At Woodcock Gardens on the lower slopes of Robin How, Exmoor Natural History Society manages 7.85 acres (3.18 ha) of land as a nature reserve,by agreement with the landowner.
The woodland section has been tidied up, a pleasant walk with a number of benches has been created, there are nest boxes for birds and small mammals and a former bracken covered area has been returned to grassland with wild flowers. There are regular working parties here and a record is kept of all the wildlife seen. (Booklet available, see Publications section).
At Luckbarrow, West Luccombe our team cares for a collection of Sorbus (Whitebeam) trees. This collection includes all the rare British species. Regular working parties take place here.
Nest Box Surveys, Birds
ENHS Members set out on annual check of bird nest boxes. Yes that’s the chairman carrying the ladder.
Since 1976 the Exmoor Natural History Society has maintained and monitored a number of nest boxes by arrangement with the landowners in various Exmoor locations as under:
|Horner Woods Complex||Cloutsham-Horner: 1976 – 1990 – c15 boxes. |
Pool Bridge: 1985 – 10 boxes. Currently 20 boxes.
Prickslade Combe : 1990 – 11 boxes Currently 20 boxes
Boys Path: 1990 – 6 boxes. Still current.
Stoke Combe: 1990 – 11 boxes. Still current.
|Malmsmead Field Centre||Since 1978 up to 6 boxes currently|
|Treborough Wood||1981 – 25 hole and 13 open front boxes. Currently 20 (hole) boxes.|
|Upton Cleeve||1984 – 1990 – c18 boxes.|
|Farley Wood||1985 – 2002. 12 boxes.|
|Hawkcombe Woods, Porlock||1987 30 boxes. Currently 24 boxes.|
|Woodcock Gardens||1990 – 12 boxes. Gradually increased to 38 currently.|
|Luckbarrow||2000 – 6 boxes.|
Most of the boxes are designed for hole nesting birds and are placed in woodlands which have been coppiced and are short of the nest-holes particularly sought by Pied Flycatchers, which have to compete with the many tits. To quote from member Jonathan White’s book Exmoor Birds (1994) “Before 1970 there were less than 30 pairs but with the introduction of nestboxes from the late 1970s onwards numbers have greatly increased. In 1990 148 boxes were up – 38 were successfully used by Pied Flycatchers.” For this reason, the Pied Flycatcher was chosen for the Society’s logo. There are also a few (seldom used) open fronted boxes, and one or two special boxes for owl, treecreeper, etc. The boxes are checked every autumn and the results computerised.

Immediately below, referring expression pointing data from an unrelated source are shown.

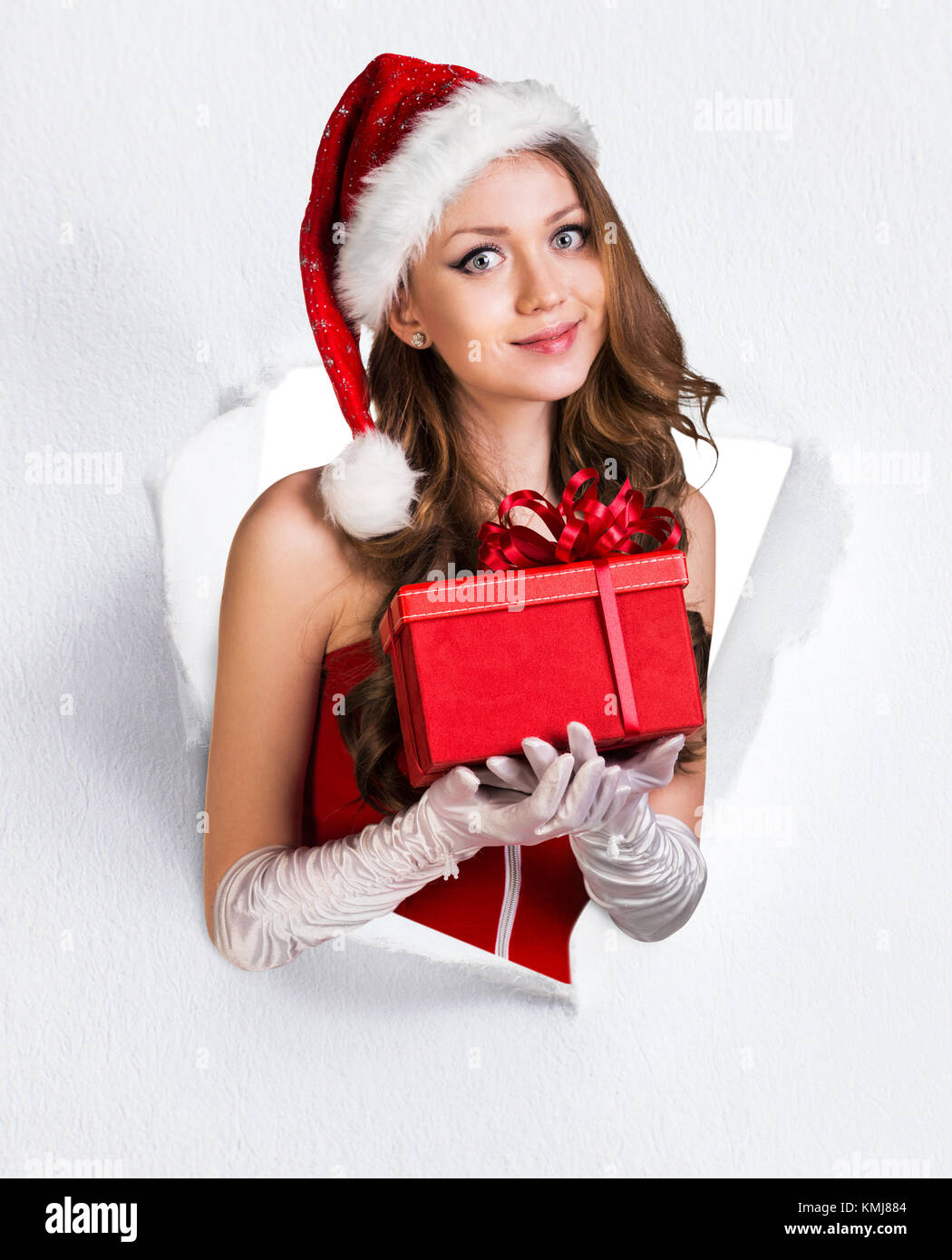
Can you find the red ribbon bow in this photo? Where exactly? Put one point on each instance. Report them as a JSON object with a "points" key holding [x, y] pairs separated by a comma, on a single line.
{"points": [[599, 530], [587, 529]]}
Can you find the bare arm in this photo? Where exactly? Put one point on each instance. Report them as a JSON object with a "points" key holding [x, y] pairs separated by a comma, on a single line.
{"points": [[279, 605]]}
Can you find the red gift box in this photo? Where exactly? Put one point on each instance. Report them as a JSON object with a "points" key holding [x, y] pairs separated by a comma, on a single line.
{"points": [[483, 661]]}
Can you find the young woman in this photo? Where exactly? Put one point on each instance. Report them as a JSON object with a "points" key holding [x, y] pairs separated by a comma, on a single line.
{"points": [[517, 339]]}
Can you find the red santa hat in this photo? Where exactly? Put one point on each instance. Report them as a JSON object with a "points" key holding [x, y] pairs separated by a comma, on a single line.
{"points": [[403, 142]]}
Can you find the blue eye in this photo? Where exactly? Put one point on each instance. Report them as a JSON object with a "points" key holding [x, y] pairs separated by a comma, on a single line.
{"points": [[488, 247]]}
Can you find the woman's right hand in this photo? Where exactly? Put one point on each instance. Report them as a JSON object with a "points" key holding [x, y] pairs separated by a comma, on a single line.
{"points": [[464, 814]]}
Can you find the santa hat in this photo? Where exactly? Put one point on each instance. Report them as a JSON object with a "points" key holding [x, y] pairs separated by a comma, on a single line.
{"points": [[403, 142]]}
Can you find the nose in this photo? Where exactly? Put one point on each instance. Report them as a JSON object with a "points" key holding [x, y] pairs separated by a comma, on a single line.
{"points": [[542, 285]]}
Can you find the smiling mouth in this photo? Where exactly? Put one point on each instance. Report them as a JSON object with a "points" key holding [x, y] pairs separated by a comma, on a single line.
{"points": [[552, 334], [557, 343]]}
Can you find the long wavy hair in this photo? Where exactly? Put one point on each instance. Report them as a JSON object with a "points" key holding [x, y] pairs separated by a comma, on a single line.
{"points": [[620, 419]]}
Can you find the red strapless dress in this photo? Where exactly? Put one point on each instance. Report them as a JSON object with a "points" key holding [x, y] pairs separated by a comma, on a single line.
{"points": [[516, 901]]}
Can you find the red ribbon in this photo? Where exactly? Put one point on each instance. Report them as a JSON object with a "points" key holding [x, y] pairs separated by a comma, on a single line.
{"points": [[600, 530]]}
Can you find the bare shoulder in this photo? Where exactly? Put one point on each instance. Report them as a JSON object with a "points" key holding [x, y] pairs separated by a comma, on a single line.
{"points": [[699, 519], [291, 555]]}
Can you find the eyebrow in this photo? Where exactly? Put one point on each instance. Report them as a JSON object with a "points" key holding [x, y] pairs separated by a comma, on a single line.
{"points": [[500, 231]]}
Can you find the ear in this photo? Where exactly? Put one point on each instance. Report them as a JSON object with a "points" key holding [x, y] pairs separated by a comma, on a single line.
{"points": [[401, 316]]}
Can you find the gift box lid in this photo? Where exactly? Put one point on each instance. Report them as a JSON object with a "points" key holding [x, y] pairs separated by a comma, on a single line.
{"points": [[497, 588]]}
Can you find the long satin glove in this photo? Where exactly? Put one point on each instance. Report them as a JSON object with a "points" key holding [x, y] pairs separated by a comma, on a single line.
{"points": [[275, 902], [645, 868]]}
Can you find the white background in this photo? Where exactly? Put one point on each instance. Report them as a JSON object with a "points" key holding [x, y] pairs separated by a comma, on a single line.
{"points": [[157, 165]]}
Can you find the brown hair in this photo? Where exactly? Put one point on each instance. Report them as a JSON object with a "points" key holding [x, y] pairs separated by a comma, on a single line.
{"points": [[620, 419]]}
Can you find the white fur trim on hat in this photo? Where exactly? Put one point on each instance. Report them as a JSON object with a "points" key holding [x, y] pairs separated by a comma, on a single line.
{"points": [[370, 487], [403, 200]]}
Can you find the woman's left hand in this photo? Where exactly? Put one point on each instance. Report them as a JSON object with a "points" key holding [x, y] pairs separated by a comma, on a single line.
{"points": [[628, 774]]}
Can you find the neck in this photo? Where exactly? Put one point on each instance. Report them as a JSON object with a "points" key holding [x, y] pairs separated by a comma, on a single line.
{"points": [[510, 441]]}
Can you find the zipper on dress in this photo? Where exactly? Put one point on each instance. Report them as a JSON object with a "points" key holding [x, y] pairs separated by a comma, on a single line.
{"points": [[510, 897]]}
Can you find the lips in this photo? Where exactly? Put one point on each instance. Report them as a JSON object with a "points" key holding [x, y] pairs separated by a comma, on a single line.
{"points": [[548, 334]]}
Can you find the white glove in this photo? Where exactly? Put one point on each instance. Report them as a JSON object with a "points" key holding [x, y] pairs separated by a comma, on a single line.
{"points": [[277, 901], [645, 868]]}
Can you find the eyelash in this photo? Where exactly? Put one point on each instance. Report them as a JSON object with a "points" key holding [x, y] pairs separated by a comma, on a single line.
{"points": [[488, 245]]}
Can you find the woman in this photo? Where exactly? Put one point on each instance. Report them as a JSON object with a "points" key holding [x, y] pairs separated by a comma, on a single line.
{"points": [[517, 340]]}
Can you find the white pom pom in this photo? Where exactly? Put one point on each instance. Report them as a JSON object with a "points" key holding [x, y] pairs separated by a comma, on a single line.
{"points": [[370, 487]]}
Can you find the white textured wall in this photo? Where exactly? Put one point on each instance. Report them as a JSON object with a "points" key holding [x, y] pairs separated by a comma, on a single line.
{"points": [[801, 1021]]}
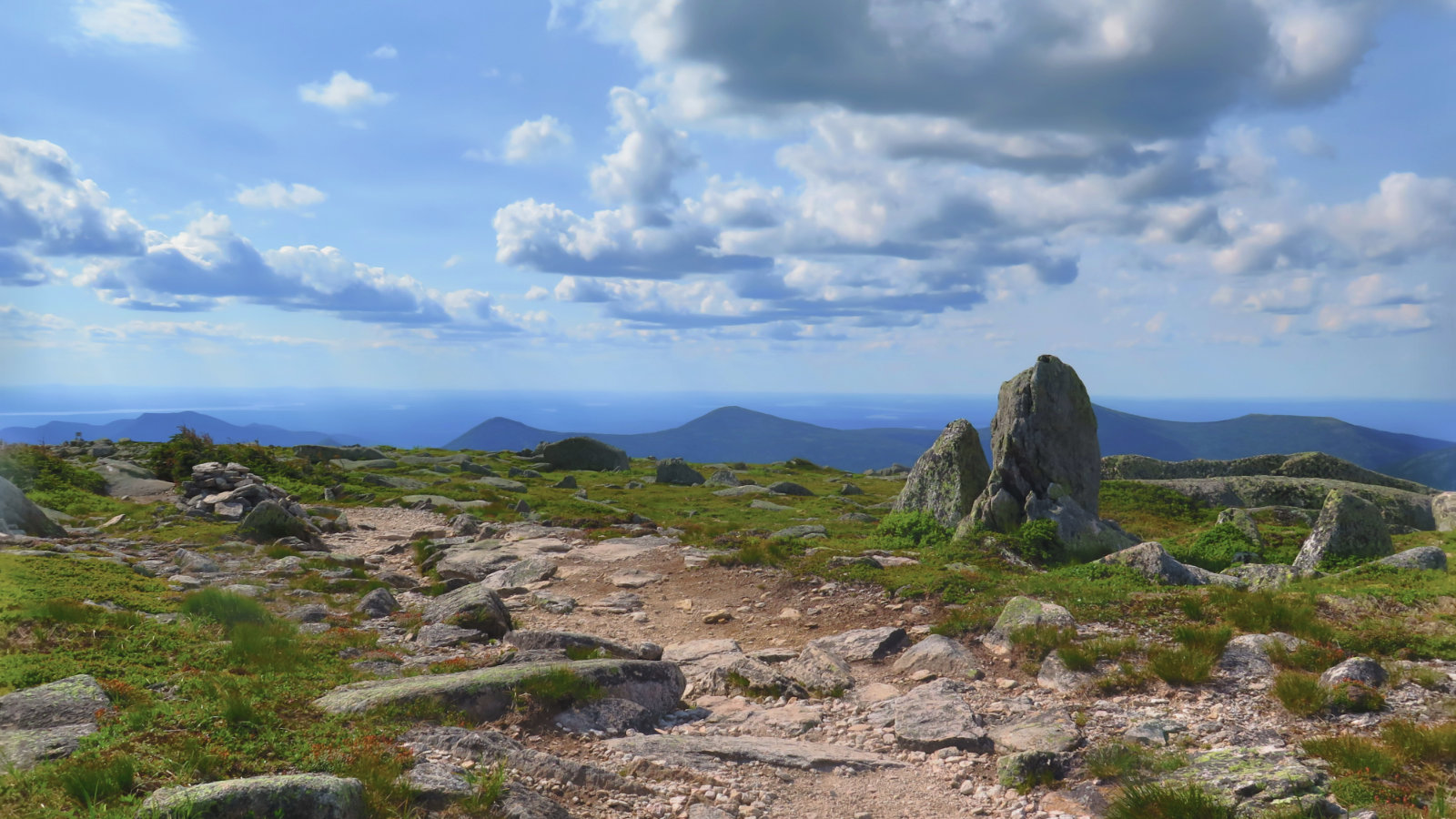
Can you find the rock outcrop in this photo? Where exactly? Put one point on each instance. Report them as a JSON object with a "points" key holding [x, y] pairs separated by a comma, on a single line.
{"points": [[1046, 462], [582, 453], [21, 516], [1349, 526], [948, 479]]}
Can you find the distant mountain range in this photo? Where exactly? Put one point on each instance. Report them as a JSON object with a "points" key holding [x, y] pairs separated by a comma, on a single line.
{"points": [[160, 426], [733, 433]]}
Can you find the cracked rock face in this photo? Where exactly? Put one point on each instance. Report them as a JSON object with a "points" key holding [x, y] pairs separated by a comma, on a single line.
{"points": [[1043, 446], [946, 480]]}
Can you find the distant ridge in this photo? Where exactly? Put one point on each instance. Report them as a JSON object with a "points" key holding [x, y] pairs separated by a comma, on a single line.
{"points": [[734, 433], [160, 426]]}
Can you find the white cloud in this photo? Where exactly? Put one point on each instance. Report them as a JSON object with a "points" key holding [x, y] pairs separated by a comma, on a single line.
{"points": [[342, 92], [280, 196], [1308, 142], [48, 210], [1380, 288], [536, 138], [133, 22]]}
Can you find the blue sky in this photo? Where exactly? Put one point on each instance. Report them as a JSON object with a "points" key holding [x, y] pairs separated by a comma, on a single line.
{"points": [[1178, 197]]}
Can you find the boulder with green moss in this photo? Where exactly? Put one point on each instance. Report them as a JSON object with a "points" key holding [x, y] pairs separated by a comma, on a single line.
{"points": [[488, 694], [1349, 528], [298, 796]]}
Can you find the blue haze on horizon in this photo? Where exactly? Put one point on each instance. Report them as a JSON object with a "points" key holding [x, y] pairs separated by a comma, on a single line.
{"points": [[1229, 203]]}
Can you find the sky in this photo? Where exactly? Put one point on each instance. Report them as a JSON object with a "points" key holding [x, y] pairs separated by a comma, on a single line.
{"points": [[1177, 197]]}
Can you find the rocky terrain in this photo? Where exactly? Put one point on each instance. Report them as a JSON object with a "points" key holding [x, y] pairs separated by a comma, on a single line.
{"points": [[567, 632]]}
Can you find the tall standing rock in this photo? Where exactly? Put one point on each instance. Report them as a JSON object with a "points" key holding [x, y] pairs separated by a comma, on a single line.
{"points": [[21, 516], [946, 480], [1349, 526], [1043, 446]]}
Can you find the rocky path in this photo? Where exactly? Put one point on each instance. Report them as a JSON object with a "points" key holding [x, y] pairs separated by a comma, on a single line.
{"points": [[900, 741]]}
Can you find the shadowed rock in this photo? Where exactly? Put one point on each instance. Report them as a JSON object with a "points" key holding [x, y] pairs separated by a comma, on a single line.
{"points": [[300, 796], [487, 694], [582, 453], [1349, 526], [948, 479]]}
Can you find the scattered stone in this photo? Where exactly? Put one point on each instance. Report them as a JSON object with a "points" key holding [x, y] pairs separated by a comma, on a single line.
{"points": [[676, 472], [820, 672], [864, 643], [1021, 612], [633, 579], [575, 642], [48, 722], [790, 489], [1349, 526], [1356, 669], [935, 716], [710, 753], [378, 603], [948, 479], [608, 716], [939, 656], [1244, 522], [1046, 731], [1429, 559], [470, 606], [582, 453]]}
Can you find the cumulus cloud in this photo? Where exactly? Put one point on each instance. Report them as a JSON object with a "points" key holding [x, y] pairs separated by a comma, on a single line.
{"points": [[131, 22], [47, 208], [536, 138], [1308, 143], [1128, 67], [280, 196], [342, 92]]}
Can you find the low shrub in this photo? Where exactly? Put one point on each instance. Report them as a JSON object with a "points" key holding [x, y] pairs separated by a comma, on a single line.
{"points": [[1215, 550], [1181, 665], [1353, 755], [92, 783], [1300, 693], [1168, 802], [225, 608], [912, 531]]}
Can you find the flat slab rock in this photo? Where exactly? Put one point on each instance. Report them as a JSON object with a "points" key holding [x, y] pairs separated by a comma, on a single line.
{"points": [[302, 796], [487, 694], [864, 643], [710, 753]]}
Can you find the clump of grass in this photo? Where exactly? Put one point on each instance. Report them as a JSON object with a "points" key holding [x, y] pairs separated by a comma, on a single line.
{"points": [[1308, 658], [92, 783], [1300, 693], [1085, 656], [1181, 666], [271, 646], [1168, 802], [225, 608], [1421, 743], [1128, 763], [771, 552], [1208, 640], [70, 612], [1036, 642], [1353, 755], [488, 789], [555, 688]]}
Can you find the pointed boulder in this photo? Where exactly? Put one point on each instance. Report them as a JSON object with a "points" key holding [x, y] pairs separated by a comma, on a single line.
{"points": [[946, 480]]}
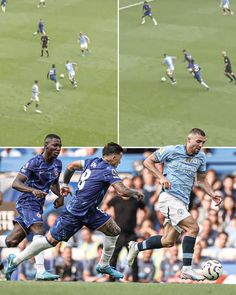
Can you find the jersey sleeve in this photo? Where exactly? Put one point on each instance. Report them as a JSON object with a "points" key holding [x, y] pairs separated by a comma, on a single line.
{"points": [[163, 154], [111, 176], [202, 167], [28, 168]]}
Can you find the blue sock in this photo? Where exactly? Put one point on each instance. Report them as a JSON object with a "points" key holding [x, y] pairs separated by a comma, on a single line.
{"points": [[188, 249], [153, 242]]}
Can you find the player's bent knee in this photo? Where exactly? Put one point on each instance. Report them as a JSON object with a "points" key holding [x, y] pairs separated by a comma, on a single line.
{"points": [[11, 243]]}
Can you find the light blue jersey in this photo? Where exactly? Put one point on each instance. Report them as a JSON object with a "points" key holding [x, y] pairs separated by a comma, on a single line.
{"points": [[180, 169], [168, 61]]}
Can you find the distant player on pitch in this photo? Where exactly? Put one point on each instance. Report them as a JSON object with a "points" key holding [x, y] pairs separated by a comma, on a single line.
{"points": [[42, 3], [188, 58], [168, 61], [44, 43], [147, 12], [226, 7], [34, 98], [41, 28], [70, 67], [228, 68], [52, 75], [84, 42], [4, 4], [196, 71]]}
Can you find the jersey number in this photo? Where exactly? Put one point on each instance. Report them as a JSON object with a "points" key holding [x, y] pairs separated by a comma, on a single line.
{"points": [[83, 178]]}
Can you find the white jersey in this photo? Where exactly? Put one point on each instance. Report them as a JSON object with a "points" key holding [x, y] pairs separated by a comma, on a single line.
{"points": [[35, 90]]}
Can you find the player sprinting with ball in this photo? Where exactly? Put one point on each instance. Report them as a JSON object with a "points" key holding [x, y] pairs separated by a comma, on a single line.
{"points": [[182, 164]]}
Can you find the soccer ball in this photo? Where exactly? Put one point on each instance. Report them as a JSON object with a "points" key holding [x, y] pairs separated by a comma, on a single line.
{"points": [[212, 270]]}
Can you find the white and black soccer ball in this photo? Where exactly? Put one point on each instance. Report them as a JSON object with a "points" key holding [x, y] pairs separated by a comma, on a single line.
{"points": [[212, 270]]}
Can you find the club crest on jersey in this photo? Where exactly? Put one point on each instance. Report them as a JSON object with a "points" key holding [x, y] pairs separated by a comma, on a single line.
{"points": [[180, 212], [114, 173], [93, 165]]}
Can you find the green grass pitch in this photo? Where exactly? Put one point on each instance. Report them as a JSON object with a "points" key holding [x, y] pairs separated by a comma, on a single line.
{"points": [[154, 113], [75, 288], [86, 116]]}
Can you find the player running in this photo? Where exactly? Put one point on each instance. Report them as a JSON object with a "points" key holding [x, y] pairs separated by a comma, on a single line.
{"points": [[41, 28], [82, 209], [228, 68], [44, 42], [34, 98], [52, 75], [42, 3], [169, 62], [3, 5], [39, 175], [182, 163], [70, 67], [196, 71], [188, 58], [225, 4], [147, 12], [84, 42]]}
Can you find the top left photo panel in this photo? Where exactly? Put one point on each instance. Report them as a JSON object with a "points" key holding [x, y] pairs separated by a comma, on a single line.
{"points": [[58, 66]]}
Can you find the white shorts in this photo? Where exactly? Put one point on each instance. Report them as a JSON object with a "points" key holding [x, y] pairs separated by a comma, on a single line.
{"points": [[35, 98], [84, 46], [173, 209]]}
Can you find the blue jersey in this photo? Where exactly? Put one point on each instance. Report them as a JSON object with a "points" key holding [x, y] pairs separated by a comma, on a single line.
{"points": [[147, 8], [180, 169], [95, 179], [40, 175]]}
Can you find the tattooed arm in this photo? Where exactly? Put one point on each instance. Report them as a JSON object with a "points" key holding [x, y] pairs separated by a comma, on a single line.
{"points": [[124, 191]]}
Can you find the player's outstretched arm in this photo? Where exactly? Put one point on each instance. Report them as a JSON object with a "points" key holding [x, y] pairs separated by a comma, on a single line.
{"points": [[19, 185], [205, 186], [124, 191]]}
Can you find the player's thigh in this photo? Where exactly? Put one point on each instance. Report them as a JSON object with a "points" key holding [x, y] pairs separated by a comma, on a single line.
{"points": [[189, 225], [65, 226], [17, 235], [99, 220], [110, 228]]}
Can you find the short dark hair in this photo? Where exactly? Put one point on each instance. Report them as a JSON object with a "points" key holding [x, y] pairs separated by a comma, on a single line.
{"points": [[198, 131], [51, 136], [112, 148]]}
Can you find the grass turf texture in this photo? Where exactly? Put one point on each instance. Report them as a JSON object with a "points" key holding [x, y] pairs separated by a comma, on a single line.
{"points": [[60, 288], [155, 113], [86, 116]]}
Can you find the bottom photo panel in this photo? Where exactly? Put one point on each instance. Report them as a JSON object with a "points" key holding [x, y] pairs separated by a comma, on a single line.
{"points": [[113, 214]]}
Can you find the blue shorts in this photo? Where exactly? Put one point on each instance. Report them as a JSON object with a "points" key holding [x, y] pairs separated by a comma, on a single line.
{"points": [[147, 13], [53, 78], [28, 217], [197, 76], [68, 224]]}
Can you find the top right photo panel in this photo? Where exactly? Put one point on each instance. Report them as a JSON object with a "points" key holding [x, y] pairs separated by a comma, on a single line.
{"points": [[177, 69]]}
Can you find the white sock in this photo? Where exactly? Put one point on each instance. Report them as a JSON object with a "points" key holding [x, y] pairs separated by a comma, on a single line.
{"points": [[3, 242], [108, 249], [33, 249], [39, 259]]}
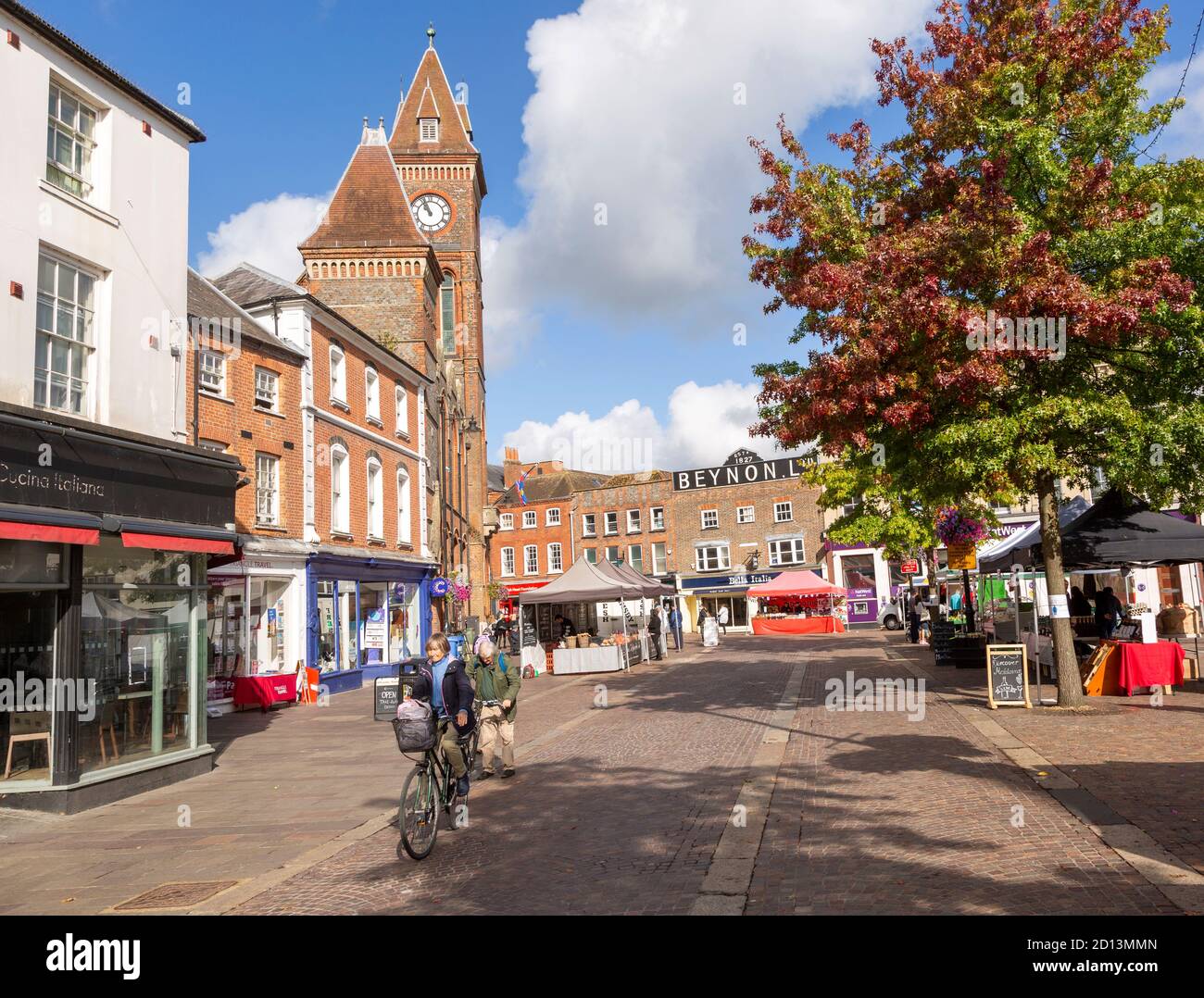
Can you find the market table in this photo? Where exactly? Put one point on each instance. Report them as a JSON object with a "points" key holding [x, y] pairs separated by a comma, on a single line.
{"points": [[265, 690], [1150, 665], [797, 625]]}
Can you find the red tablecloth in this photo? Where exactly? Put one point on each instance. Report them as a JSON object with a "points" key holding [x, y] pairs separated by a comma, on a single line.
{"points": [[1150, 665], [797, 625], [265, 690]]}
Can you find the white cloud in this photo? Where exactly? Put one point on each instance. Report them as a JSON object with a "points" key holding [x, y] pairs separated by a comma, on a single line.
{"points": [[637, 108], [264, 233], [1185, 133], [706, 423]]}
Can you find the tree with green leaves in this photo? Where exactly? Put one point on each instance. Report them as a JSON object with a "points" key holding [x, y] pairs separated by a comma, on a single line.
{"points": [[1007, 293]]}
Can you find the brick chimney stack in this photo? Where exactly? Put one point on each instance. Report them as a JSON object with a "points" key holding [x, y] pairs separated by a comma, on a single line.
{"points": [[510, 466]]}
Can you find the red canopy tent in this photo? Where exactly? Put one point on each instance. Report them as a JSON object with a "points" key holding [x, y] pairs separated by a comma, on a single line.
{"points": [[802, 583]]}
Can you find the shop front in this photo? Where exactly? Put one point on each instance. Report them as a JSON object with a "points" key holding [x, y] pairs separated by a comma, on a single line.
{"points": [[365, 616], [717, 593], [256, 625], [104, 538]]}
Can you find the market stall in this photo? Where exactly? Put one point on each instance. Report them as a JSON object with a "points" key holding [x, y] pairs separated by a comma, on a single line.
{"points": [[586, 586], [798, 604]]}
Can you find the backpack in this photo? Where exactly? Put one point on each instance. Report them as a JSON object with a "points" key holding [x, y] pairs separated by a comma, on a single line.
{"points": [[414, 726]]}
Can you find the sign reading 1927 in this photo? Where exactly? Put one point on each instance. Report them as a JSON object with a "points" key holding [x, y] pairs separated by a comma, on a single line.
{"points": [[742, 468]]}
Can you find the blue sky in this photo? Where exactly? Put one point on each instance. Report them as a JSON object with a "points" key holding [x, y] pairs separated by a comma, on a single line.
{"points": [[615, 333]]}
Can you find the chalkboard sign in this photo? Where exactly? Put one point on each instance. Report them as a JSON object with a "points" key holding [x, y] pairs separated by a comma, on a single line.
{"points": [[1007, 676], [385, 697]]}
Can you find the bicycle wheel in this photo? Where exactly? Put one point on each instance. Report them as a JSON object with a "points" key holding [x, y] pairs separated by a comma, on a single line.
{"points": [[418, 815]]}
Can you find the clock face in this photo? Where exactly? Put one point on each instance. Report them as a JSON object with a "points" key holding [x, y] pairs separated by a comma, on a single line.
{"points": [[432, 212]]}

Birds which have nested in our boxes are Pied Flycatchers, Nuthatches, Blue Tits, Great Tits, Coal Tits, Willow Tit (Once), Marsh Tit (Once), Redstart, Spotted Flycatcher, Tawny Owl.
Other creatures sometimes find the boxes useful and we have found the following inhabitants: Dormouse, Field Mouse, Bat, Bees, Wasps, Hornets.
Nest Box Surveys, Dormice
We also have 50 dormice boxes, some of which are used by breeding dormice. These are monitored by members who have trained and obtained a Licence from English Nature. This is necessary as Dormice are a protected species. The results are fed into the National Dormouse Recording Scheme.
Nest Box Surveys, Bats
We have tried a few bat boxes, so far without success. (Our only bat so far turned up in a bird box!).
In 1982, a mile-long Nature Trail was created at Treborough Woods and maintained until 1998 when the area was closed to the general public.
The Trail is still used by children who visit Treborough Camp Site and ENHS also monitor a number of nest boxes here. Our picture shows the official opening by the Bishop of Bath and Wells.
From 1987 to 1994 ENHS did work at Minehead Warren to create a wildflower walk on a piece of waste ground leased to Minehead Town Council by Butlins Holiday Camp. Unfortunately, this had to be discontinued when the lease ran out and renewal was refused. The picture shows initial work in progress.
On several occasions we have acted to move plants threatened by road widening or forestry work e.g. hundreds of primroses were transplanted at Fair Cross on the Brendons, and primroses (pictured), moschatel and Early Purple Orchids moved back from edge of path to be widened in Tivington Woods.
Regular surveys of birds and flowers keep our records up to date and these are consulted by Planning Authorities via Somerset Environmental Records Centre and Exmoor National Park Authority. Yellowhammers, pictured, were surveyed in year 2000.
On many occasions we have been asked by Landowners, including the National Trust and Exmoor National Park to carry out a specific survey. We have done this at Ashton Brake, Glenthorne, Oare, Culbone Woods, Horner Woods, and many small plots of land.